Anne Klein New York/AK Anne Klein
Elie Tahari
Two of the biggest names in the bridge world, Anne Klein and Elie Tahari, are now in AmericasMart, at Ambrosia & Co. showroom.

Anne Klein New York/AK Anne Klein
Never shown before in Atlanta, Anne Klein will offer two lines: Anne Klein New York and AK Anne Klein, the lower-price secondary collection.
The relaunch reflects the vision of new management put in place during the past year. John Idol, formerly with DKNY, is the new ceo. Charles Nolan, late of Ellen Tracy, is now Anne Klein’s designer.
The Anne Klein New York line offers felt and leather, with tricolor scallop-edged skirts. Suede and leather, plaids and tweeds feature traditional cuffed full trousers or Prince of Wales blazers, and cabled cashmere sweaters. Feminine touches include ballet-neck tops and lace pants in paper bag silhouettes. A bestseller has been a fireman’s coat in cotton moleskin.
At an average wholesale cost of $100, prices go up to $350 for special pieces.
AK Anne Klein features more denim for fall, in narrow “stiletto” silhouettes. A-line skirts and low-rise distressed leather pants are prominent, paired with paisley print blouses. At wholesale prices from $24.50 for jeans, $45-$60 for bottoms and jackets around $100, the line hangs with better lines such as Lauren and Sigrid Olsen.

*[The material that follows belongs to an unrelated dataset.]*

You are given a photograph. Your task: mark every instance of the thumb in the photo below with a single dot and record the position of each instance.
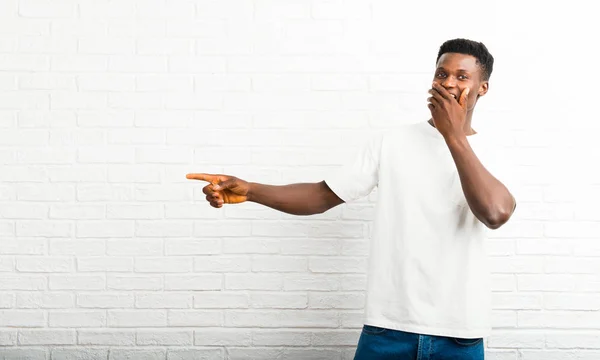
(463, 98)
(224, 184)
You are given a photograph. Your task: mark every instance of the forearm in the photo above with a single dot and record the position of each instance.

Both lines are targeting more specialty store business. “The product is clean, good and warrants the specialty store distribution,” said a spokeswoman.

Elie Tahari
While the Tahari line of suits still exists, the sportswear collection, named Elie Tahari a year ago, will be shown in Atlanta.
The line is constantly upgrading, while maintaining sharp prices, said Deanna Cunneen Berkeley, director of sales. Using the same fabrics from Italian mills as Gucci and Prada, Elie Tahari maintains bridge prices by taking lower markups and spending very little on advertising. Wholesale prices are around $197 for a jacket, and $98 for pants.
“We sharpened our pencils to maintain a price-value association that everyone can see,” said Cunneen Berkeley.
For fall, romantic trends continue in soft blouses and ruching details, but blouses are paired with men’s wear, such as cuffed, tweed trousers. Feminine touches include lace for day and evening, layering and bias-cut flowing skirts. Crocheted knits lend a bohemian feeling.
Early fall deliveries feature clean lines and silhouettes, a la Jackie O, that mix fabrics and texture. Later deliveries, under the theme “Almost a Lady,” evoke Faye Dunaway’s sexy gangster style in “Bonnie and Clyde.” And for October deliveries, holiday looks are poetic, with corsets and maxi-length skirts.
Cunneen Berkeley said the time is right to go after more specialty business, with limited distribution so the line doesn’t become too saturated. She also added that the line was more tailored to regional markets, with lightweight fabrics, such as sueded cotton, that look luxurious.